Monday, May 19, 2008


Vouching: A Defense Attorney's Guide to Witness Credibility, Law and Strategy, by Donna Lee Elm, is a new book from the ABA Criminal Justice Section. Vouching:

What are those 'proper bounds' when arguing credibility of witnesses? Specifically, what is 'vouching?' Although ethics rules are explicit and firm, commentators are quick to point out that case law is inconsistent, fact-driven, and highly protective of convictions

Most trial lawyers know vouching, like obscenity, when they see it -- even if they have trouble formulating a definition. Understanding the principles that underlie vouching has been confounded by how it is usually defined: not by why it is problematic, but instead by how it most commonly appears. The basic concept of vouching, then, is that it is an improper means of bolstering a witness's credibility. Witnesses' reliability and honesty virtually always arises at trial, so practitioners frequently find that they need to 'rehabilitate' or support their witnesses' statements.

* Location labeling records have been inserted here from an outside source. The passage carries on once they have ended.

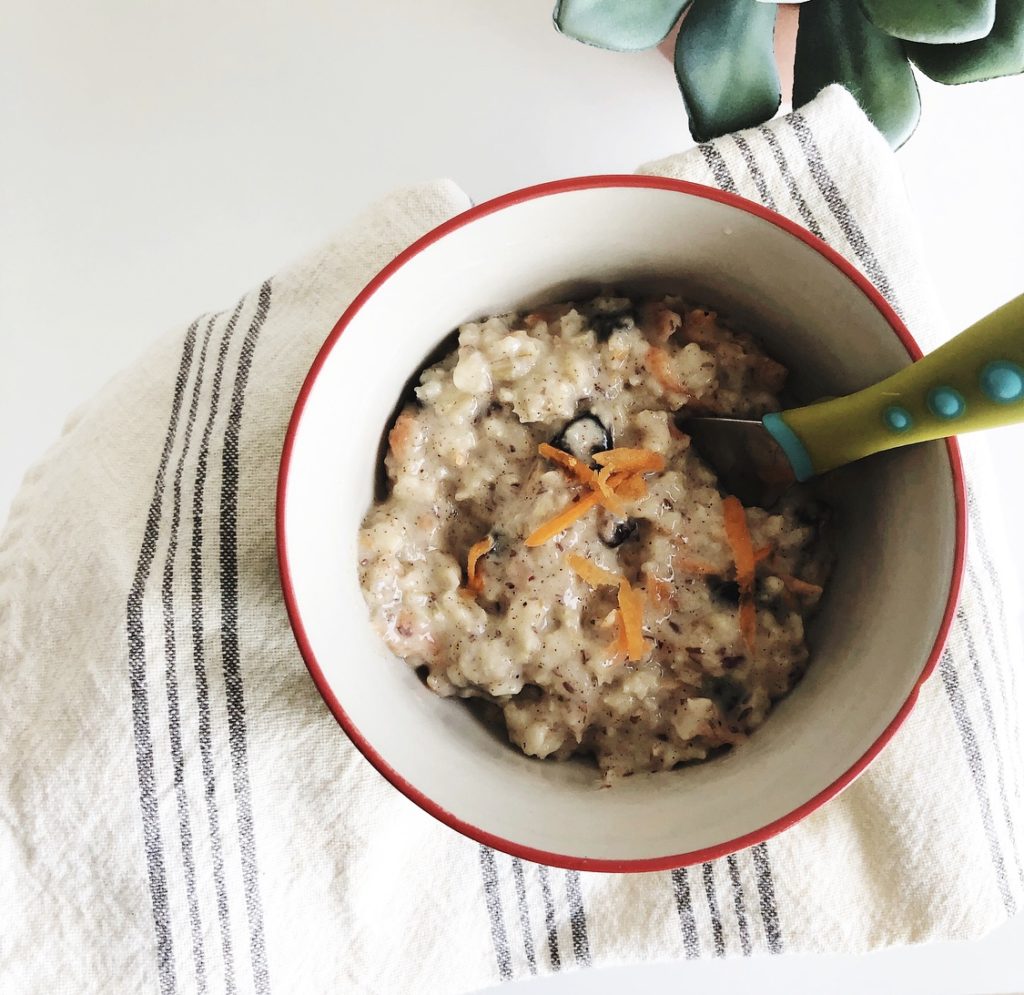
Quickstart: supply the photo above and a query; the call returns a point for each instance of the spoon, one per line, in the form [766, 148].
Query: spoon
[975, 381]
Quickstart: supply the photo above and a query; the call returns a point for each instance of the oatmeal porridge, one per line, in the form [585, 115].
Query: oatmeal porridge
[550, 544]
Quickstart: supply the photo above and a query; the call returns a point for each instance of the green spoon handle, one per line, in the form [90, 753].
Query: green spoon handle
[975, 381]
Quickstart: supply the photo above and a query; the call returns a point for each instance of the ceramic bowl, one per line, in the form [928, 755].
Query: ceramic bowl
[900, 521]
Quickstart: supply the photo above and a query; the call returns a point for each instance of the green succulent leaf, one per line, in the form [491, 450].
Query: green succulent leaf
[933, 22]
[1001, 53]
[624, 26]
[725, 65]
[836, 43]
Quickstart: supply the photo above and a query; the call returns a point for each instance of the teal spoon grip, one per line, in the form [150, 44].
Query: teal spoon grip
[975, 381]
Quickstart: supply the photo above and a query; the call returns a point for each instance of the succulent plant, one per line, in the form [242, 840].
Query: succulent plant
[725, 56]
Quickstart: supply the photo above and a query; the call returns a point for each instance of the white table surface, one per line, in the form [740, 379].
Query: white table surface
[161, 158]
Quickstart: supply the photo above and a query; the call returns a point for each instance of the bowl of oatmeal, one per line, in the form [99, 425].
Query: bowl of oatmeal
[525, 597]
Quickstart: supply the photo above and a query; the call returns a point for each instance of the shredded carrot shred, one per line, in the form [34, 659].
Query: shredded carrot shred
[563, 519]
[632, 461]
[631, 613]
[474, 579]
[738, 534]
[594, 575]
[585, 475]
[800, 587]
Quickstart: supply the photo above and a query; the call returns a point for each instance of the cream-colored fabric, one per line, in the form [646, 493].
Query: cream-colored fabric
[178, 810]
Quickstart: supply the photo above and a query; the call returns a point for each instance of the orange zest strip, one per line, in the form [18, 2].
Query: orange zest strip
[631, 613]
[738, 534]
[656, 360]
[563, 519]
[474, 579]
[632, 461]
[585, 475]
[594, 575]
[797, 586]
[608, 496]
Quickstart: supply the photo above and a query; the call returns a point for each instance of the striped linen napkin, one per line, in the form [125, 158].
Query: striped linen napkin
[178, 810]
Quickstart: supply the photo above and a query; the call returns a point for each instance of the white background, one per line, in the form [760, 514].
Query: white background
[160, 158]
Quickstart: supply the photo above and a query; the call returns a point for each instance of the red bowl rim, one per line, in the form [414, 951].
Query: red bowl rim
[412, 792]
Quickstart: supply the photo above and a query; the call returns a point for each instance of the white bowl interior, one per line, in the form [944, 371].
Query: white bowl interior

This one-of-a-kind book supplies all you need to know about this sometimes misunderstood concept. In fifteen chapters you'll find the topic of vouching covered from every angle, backed up with relevant case citations whenever applicable. You'll discover when it's permissible, and when it's prohibited. You'll get a cleared picture of where the illusive grey areas lie, and learn to recognize when it's been crossed. If you are a trial lawyer, prosecution or defense, you need this book to help establish your expertise in the sometimes confusing area of vouching.
It's in the Library: KF8950 .E46 2008 at Classified Stacks.